Button: A fast, correct, and elegantly simple build system.
Jason White via Digitalmars-d-announce
digitalmars-d-announce at puremagic.com
Sat Jun 18 01:38:21 PDT 2016
On Friday, 17 June 2016 at 20:36:53 UTC, H. S. Teoh wrote:
> - Assuming that a revision control system is in place, and a
> workspace is checked out on revision X with no further
> modifications, then invoking the build tool should ALWAYS,
> without any exceptions, produce exactly the same outputs, bit
> for bit. I.e., if your workspace faithfully represents
> revision X in the RCS, then invoking the build tool will
> produce the exact same binary products as anybody else who
> checks out revision X, regardless of their initial starting
> conditions.
Making builds bit-for-bit reproducible is really, really hard to
do, particularly on Windows.
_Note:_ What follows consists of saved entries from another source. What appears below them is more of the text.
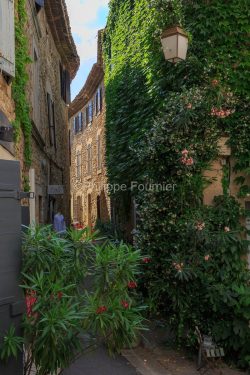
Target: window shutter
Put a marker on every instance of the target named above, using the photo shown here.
(100, 93)
(7, 37)
(87, 114)
(54, 125)
(67, 88)
(84, 120)
(91, 111)
(40, 3)
(77, 123)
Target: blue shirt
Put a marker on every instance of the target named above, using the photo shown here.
(59, 223)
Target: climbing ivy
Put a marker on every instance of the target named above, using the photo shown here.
(163, 125)
(22, 110)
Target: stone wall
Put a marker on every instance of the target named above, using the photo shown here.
(51, 164)
(90, 187)
(7, 106)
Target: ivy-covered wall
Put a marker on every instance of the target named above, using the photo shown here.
(22, 122)
(164, 122)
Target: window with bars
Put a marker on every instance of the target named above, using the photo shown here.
(51, 121)
(89, 159)
(78, 165)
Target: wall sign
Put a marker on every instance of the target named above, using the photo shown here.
(55, 189)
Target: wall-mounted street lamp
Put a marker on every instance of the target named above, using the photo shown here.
(174, 41)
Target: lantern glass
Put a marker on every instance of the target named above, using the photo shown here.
(175, 44)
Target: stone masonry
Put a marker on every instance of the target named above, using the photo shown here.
(89, 198)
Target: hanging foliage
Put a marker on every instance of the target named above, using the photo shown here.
(22, 110)
(163, 125)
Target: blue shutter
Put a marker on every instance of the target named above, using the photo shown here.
(7, 37)
(91, 111)
(40, 3)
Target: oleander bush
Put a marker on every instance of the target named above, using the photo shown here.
(72, 288)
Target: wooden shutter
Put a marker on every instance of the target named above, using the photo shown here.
(84, 120)
(91, 111)
(40, 3)
(101, 99)
(51, 121)
(87, 114)
(7, 37)
(54, 125)
(99, 158)
(67, 88)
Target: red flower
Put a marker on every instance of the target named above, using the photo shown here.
(146, 260)
(60, 295)
(30, 302)
(101, 310)
(185, 152)
(125, 304)
(215, 82)
(132, 285)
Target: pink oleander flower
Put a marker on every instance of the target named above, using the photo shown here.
(101, 310)
(125, 304)
(200, 226)
(132, 285)
(185, 152)
(215, 82)
(146, 260)
(189, 161)
(221, 113)
(178, 266)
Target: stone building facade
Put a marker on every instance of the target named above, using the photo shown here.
(89, 197)
(54, 63)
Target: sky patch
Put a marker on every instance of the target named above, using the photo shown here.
(86, 18)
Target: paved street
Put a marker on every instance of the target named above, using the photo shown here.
(99, 362)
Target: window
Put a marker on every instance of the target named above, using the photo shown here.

Microsoft's C/C++ compiler embeds
timestamps and other nonsense into the binaries so that every
time you build, even when no source changed, you get a different
binary. Google wrote a tool to help eliminate this
non-determinism as a post-processing step called
zap_timestamp[1]. I want to eventually include something like
this with Button on Windows. I'll probably have to make a PE
reader library first though.
Without reproducible builds, caching outputs doesn't work very
well either.
Moral of the story is, if you're writing a compiler, for the sake
of build systems everywhere, make the output deterministic! For
consecutive invocations, without changing any source code, I want
the hashes of the binaries to be identical every single time. DMD
doesn't do this and it saddens me greatly.